Israel e o Líbano mantiveram as suas primeiras conversações diplomáticas directas em mais de três décadas na terça-feira, com o Estado judeu saudando a reunião como um “triunfo da sabedoria”.
Embaixadores de países do Médio Oriente reuniram-se em Washington para uma cimeira organizada pelo secretário de Estado dos EUA, Marco Rubio.

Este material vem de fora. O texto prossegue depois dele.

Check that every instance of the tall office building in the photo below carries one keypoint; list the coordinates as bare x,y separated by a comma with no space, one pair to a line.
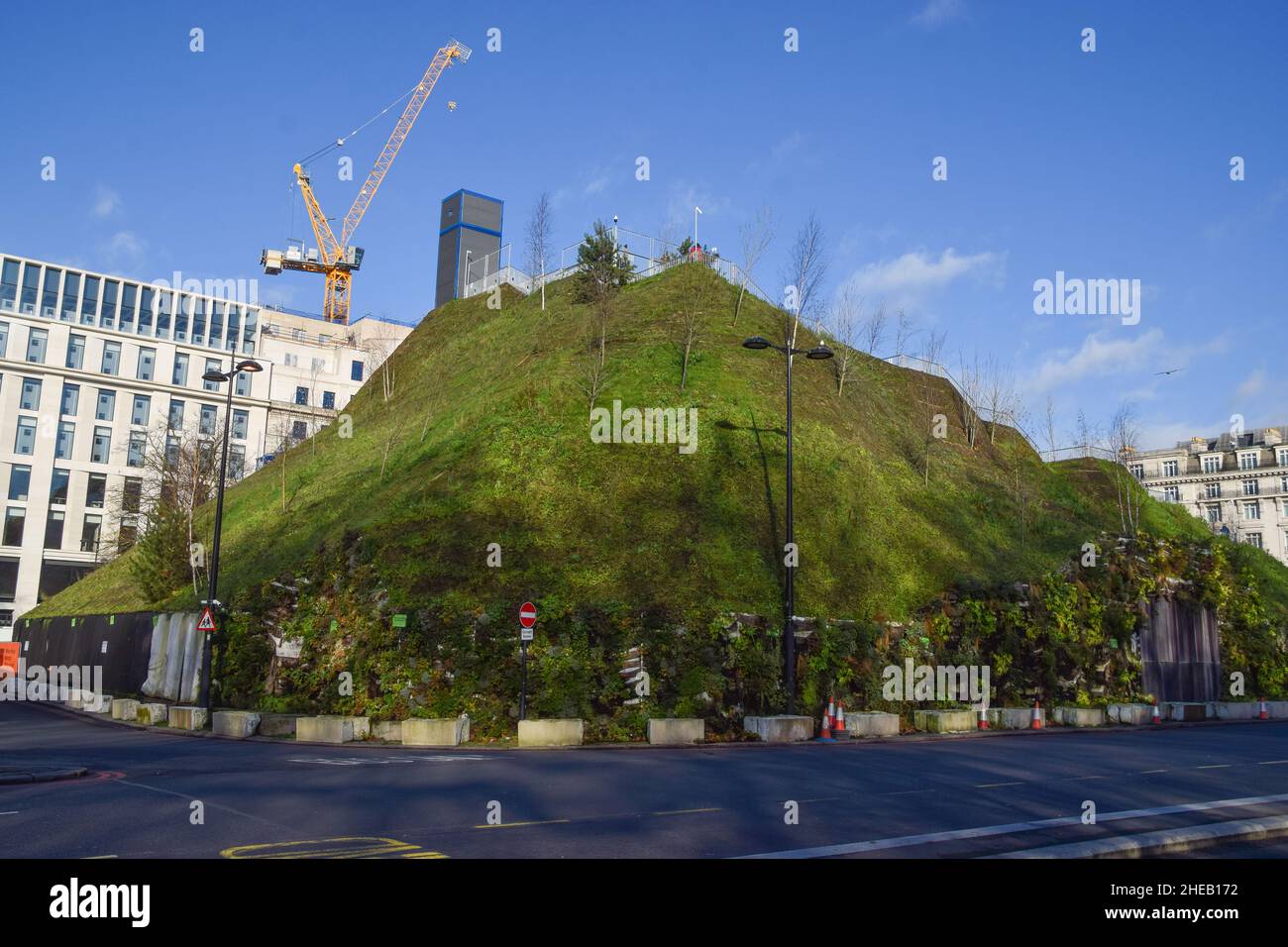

Israel concordou com as negociações depois que o governo do Líbano disse ao seu exército para desarmar o Hezbollah, representante do Irã, que tem lutado repetidamente contra Israel, inclusive no último confronto com o Irã.
Após duas horas e meia de conversações, o embaixador de Israel nos EUA, Yechiel Leiter, disse: ‘Descobrimos hoje que estamos do mesmo lado da equação e isso é a coisa mais positiva que poderíamos ter apresentado.’
Ele acrescentou que as conversações se centraram numa “fronteira claramente demarcada” entre Israel e o Líbano.
“A segurança dos nossos civis não está em negociação. Foi uma vitória para a consciência, a responsabilidade e a paz”, disse Letter.
A embaixadora do Líbano, Nada Hamadeh Mouad, disse que as negociações foram “produtivas”.
Israel e o Líbano concordaram em manter conversações diretas depois de “conversações produtivas” entre os dois lados em Washington, disseram os EUA na Terça-feira.
O porta-voz do Departamento de Estado, Tommy Pigott, disse em um comunicado: “Os participantes tiveram discussões frutíferas sobre os passos para iniciar negociações diretas entre Israel e o Líbano.”
“Todas as partes concordaram em iniciar negociações diretas em horário e local mutuamente acordados.”
O secretário de Estado dos EUA, Marco Rubio (foto no centro), com o embaixador libanês nos EUA, Nada Hamadeh Moad (extrema direita) e o embaixador de Israel nos EUA, Yechiel Leiter (extrema esquerda)
Ondas de fumaça sobre o sul do Líbano após um ataque israelense na terça-feira
Foram as primeiras conversações diretas entre os dois países desde 1993.
As conversações entre Israel e o grupo Hezbollah, apoiado pelo Irão, sobre os objectivos da luta também viram apelos a um “cessar-fogo” no Líbano para “eliminar a grave crise humanitária (do país)”, acrescentou Pigott.
No entanto, os Estados Unidos também apoiaram o “direito de Israel de se defender” de ataques de grupos militantes, disse ele.
Entretanto, Rubio disse que as negociações foram um “processo”, mas eles “acreditam que vale a pena o esforço”. Ele acrescentou: ‘Este é um encontro histórico que queremos desenvolver.’
O presidente libanês, Joseph Aoun, disse esperar que as conversações sejam “o começo do fim do sofrimento”. Povo libanês em geral, e povo do sul em particular.
Ele acrescentou que ‘a estabilidade Israel não regressará ao sul se continuar a ocupar as suas terras.’
“A única solução é redistribuir o exército libanês até à fronteira reconhecida internacionalmente e, portanto, ser o único responsável pela segurança da área e pela segurança dos seus residentes sem a participação de qualquer outra parte”, disse ele.
Contudo, a capacidade do governo libanês de ir contra o Hezbollah é limitada.
E antes das negociações entre Israel e o Líbano, um membro sênior do grupo militante disse à agência de notícias AP que não aceitariam qualquer acordo feito pelos Estados Unidos.
“Não estamos vinculados ao que eles aceitaram”, disse Wafiq Safa, membro do conselho político do Hezbollah. BBC.
Entretanto, os negociadores do Irão sustentaram que o Líbano seria incluído em qualquer cessar-fogo em conversações separadas entre o Irão e os EUA em Islamabad.
No entanto, os Estados Unidos e Israel afirmaram que não o farão.
Um funcionário do Departamento de Estado dos EUA disse que as conversações entre Israel e o Líbano foram realizadas há um mês, antes das conversações entre os EUA e o Irã em Islamabad.